Detrás del mostrador del chino de la esquina de mi casa, tres niños juegan apiñados alrededor de una tablet, parloteando en cerradísimo madrileño. Tienen diez, siete y cinco años. La pequeña se llama Shin Ji, una hermosura que parece salida de una película de Zhang Yimou y prefiere que la llames por su nombre occidental, Natalia. Después del cole, ellos se convierten en los intérpretes de sus padres, los que me entienden cuando estoy buscando un aguacate o un pote de dulce de leche. Y a los que miro con alivio, incluso con amor cuando la comunicación funciona, a cierta hora de la tarde, y te falta un ingrediente para la ensalada.

Me da por pensar que en esta esquina de Madrid está el Aleph chino

Hace unos meses me mudé al barrio de Comillas, en Carabanchel, y en él he encontrado un universo paralelo en el que los chinos ya no solo ostentan el monopolio de las tiendas de “alimentación” –hay dos por calle en varias manzanas a la redonda–, los Todo a Cien –que adquieren en este contexto dimensiones de centro comercial–, las peluquerías con final feliz o la manicura decorativa, sino que han acaparado casi todo el sector servicios.

La dependienta del (otro) chino escucha un mantra budista que me suele sacar de quicio cuando tengo resaca y me toma un buen rato encontrar el Aquarius libre de azúcar. También ve siempre la misma telenovela china, pero su especialidad son los productos latinos. Los encargados del (tercer) chino de mi calle también venden productos latinos. Bueno, en realidad todos los chinos del barrio saben más de insumos para la gastronomía peruana que cualquier español. Saben lo que es el “locoto” (rocoto, un pimiento muy picante que comemos en Perú), el “ají amalillo” o la pulpa de “malacuyá” o el “choclo” (maíz peruano). También me ofrecen, apenas me ven, el queso latino para hacer la papa a la huancaína, que viene embolsado con etiquetas de las banderas de los países de allá abajo. Yo pido la banderita peruana.

Una vez unos gamberros robaron en el Dia (chino). Los dueños, unos señores chinos enfundados en sus uniformes rojos de la cadena de supermercados low cost, los encerraron, pero los ladronzuelos lograron escapar mientras los chinos les perseguían con lo que parecían sables de Kill Bill pero que luego pude comprobar eran palos. Hubo patadas voladoras, como en las películas chinas.

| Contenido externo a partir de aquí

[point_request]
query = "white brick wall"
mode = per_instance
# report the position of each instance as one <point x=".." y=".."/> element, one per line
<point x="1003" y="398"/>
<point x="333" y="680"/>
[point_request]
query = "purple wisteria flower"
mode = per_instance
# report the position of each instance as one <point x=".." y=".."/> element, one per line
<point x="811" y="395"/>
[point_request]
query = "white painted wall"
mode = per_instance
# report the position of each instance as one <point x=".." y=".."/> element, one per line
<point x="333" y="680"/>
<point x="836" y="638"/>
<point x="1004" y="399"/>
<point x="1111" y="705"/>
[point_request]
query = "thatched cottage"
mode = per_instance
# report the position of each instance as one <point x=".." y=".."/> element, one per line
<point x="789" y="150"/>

Hace poco la dueña (china) de la “panadería gallega” de mi barrio dejó de vender “talta de Santiago” pero aún vende empanadas de bacalao. Los sastres (chinos), que tienen su taller unos metros más allá, me hicieron unas cortinas y no un vestido de comunión, de milagro, porque solo hablan chino. El sastre está convencido –como muchos de mis vecinos– de que mi hija es china y adoptada. Por ella rompen la coraza de oriental inexcrutable y le hacen carantoñas. He explicado tantas veces que no es ni lo uno ni lo otro, que últimamente cada vez que me preguntan: “¿Niña china, eh?”, les digo que sí, mientras mi hija –que me arrastra cada semana por un arroz tres delicias al restaurante Felicidades– pone los ojos en blanco. La expansión del imperio chino es imparable y alcanza a tu propia familia.

La expansión del imperio chino es imparable y alcanza a tu propia familia

El ferretero (chino) de la calle de Baleares suele enfadarse cuando preguntamos por una pieza de fontanería de la que ninguno conoce el nombre en castellano. Puede ponerse realmente impaciente, sobre todo cuando vuelves por la misma pieza dos veces porque la perdiste y te acusa de estar tirando el dinero. “Tú tienes mucha plata, ¿no?”, te recrimina iracundo cuando logras que te venda algo. Filosofía china anticrisis.

Me da por pensar que en esta esquina de Madrid está el Aleph chino. Hay 185.000 chinos viviendo en España y todos parecen vivir en mi barrio. A veces con el viento caen de los tendederos a mi patio las ropas de los que viven en el piso de arriba, como recordándonos que aún pueden llover cosas del cielo o al menos ser muy, muy baratas.